PHOENIX - The Arizona Department of Health Services says rabies activity in the state's gray fox populations has quadrupled in several counties.
Data shows there are 24 rabid foxes this year, compared with six rabid foxes reported statewide last year.
"If you do come into contact with an animal that's acting erratically or strange, make sure to call Animal Control or Game and Fish," said Director for the Arizona Department of Health Services Cara Christ.
ABC15 got a unique look inside the state lab, where a sample of brain tissue is taken from the animal suspected of having rabies and tested.
Six of the 24 cases were confirmed in the past two months.
State health officials say an outbreak of fox rabies is occurring in the east-central part of Arizona near recreational hiking trails and camping areas in Maricopa and Pinal counties, which includes the Superstition Mountains Wilderness Area.
Several foxes have been seen alongside trailheads and there's evidence the outbreak may be spreading to more urban areas.

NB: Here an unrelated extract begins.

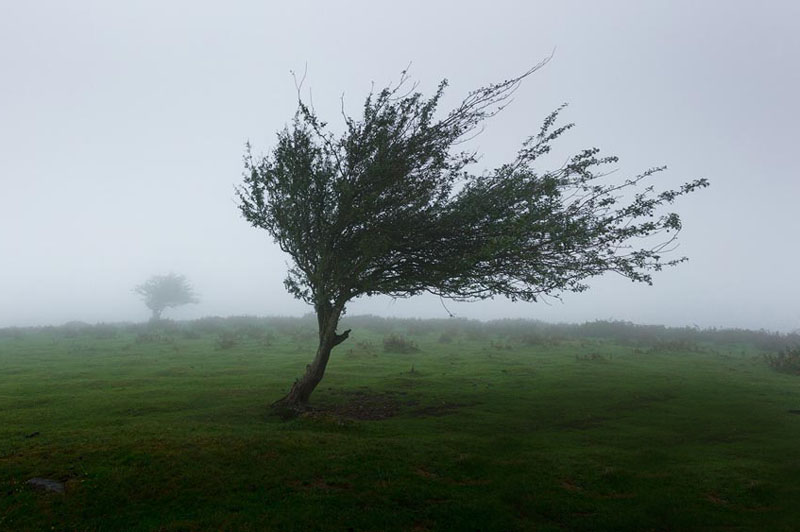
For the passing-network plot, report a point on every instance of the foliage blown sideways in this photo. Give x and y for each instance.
(164, 291)
(389, 207)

Rabies is spread by a bite or contact with saliva from the infected animal. Human cases are very rare, but death can come soon after symptoms.

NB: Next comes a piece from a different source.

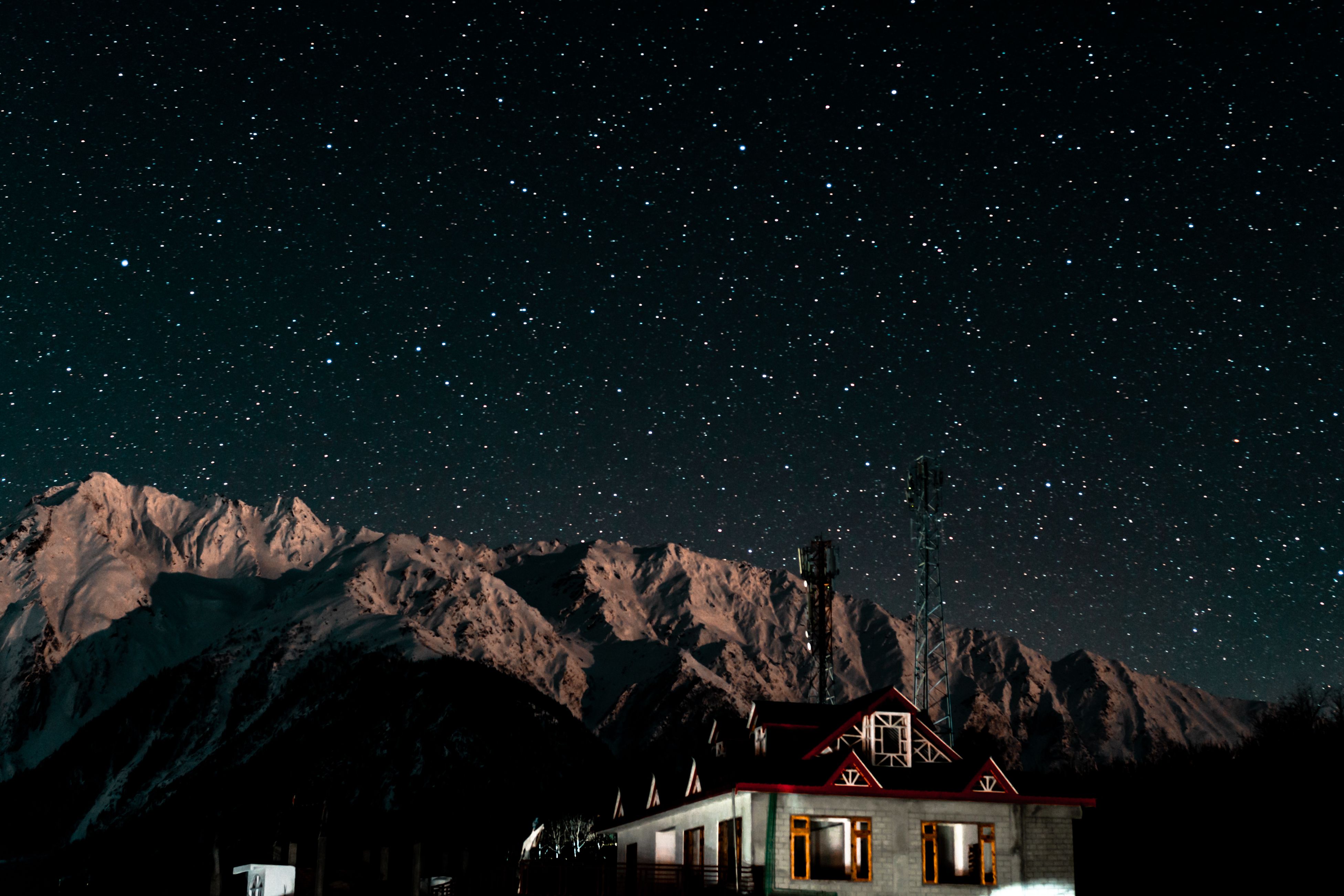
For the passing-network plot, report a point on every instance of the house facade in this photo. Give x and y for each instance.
(861, 799)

As for your animals, experts say they are no treatments for unvaccinated pets and that can mean a rapid downward spiral.
"It's going to go through the nervous system, up to the spinal cord and it's going to then go to the brain stem where it's going to start to replicate," said Fitzpatrick.
So far this year, rabid foxes have been identified in Cochise, Navajo, Pima and Santa Cruz counties and recently in Gila, Maricopa and Pinal counties.